Brussel Sprouts

Prepare gardens for the cooler temperatures of winter.

Tip of the Month

Meet the Brassicas — otherwise known as the cole or cabbage family. The original Brassica oleracea can be traced back to one plant — the wild mustard that grew thousands of years ago in coastal Europe and the Mediterranean region.

This family of plants is large and diverse, and they have been selectively bred to produce delicious roots, leaves, stems and flower buds. Over time these have evolved into various cultivars in all colors, shapes and sizes.

Short-season greens like baby kale, mustard greens, or bok choy are some of the easiest to grow. Longer-season crops include broccoli and Brussels sprouts. Cauliflower often is considered the trickiest brassica to grow because it is very sensitive to heat and drought stress. Regular watering will help promote healthy growth, although heat and drought stress can cause strong, bitter flavor and early bolting. Drip irrigation is a convenient and reliable way to water.

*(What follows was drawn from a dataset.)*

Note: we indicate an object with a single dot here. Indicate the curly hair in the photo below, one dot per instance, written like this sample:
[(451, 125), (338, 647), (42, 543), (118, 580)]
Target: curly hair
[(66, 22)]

Plant winter color annuals such as cyclamen, primrose, pansies, violas, lobelia, snapdragon, petunia, gazania, nasturtium and sweet pea.

Sow seeds for beets, bok choy, bulb and green onions, collards, endive, kale, leaf lettuce, leeks, mustard greens, peas, radishes and spinach.

Plant colorful perennials such as angelita daisy, gaura, hummingbird trumpet sage and Mount Lemmon marigold.

Sow wildflower seeds by mid month to take advantage of winter rains.

Choose a location that receives full sun in winter.


Continue transplanting desert adapted trees and shrubs, ground covers, vines, cacti, succulents and grasses.

Transplant culinary herbs such as cilantro, dill, fennel, parsley, marjoram, mint, chives, rosemary, catnip, oregano, society garlic and sorrel.

Also, transplant broccoli, cabbage, cauliflower and chard.

Set out rain lily bulbs now.

Plant them under trees or among rocks.


Move tender potted plants to sunnier locations or in protected spots under porches, eaves or tree canopies.

Don’t water cacti and succulents before frosts.

Place polystyrene cups over the tops of columnar cacti.

Drape small trees with frost cloth; wrap young citrus trunks with burlap.


Adjust automatic irrigation timers to reduce water.

Irrigate citrus trees about every three weeks to a depth of three feet.

As weather cools, less water helps prepare plants for dormancy.


The first of the winter vegetables will include radishes, spinach, arugula and leaf lettuce.

Test citrus to determine ripeness. Tangerines ripen first, followed by navel oranges, tangelos, lemons and limes.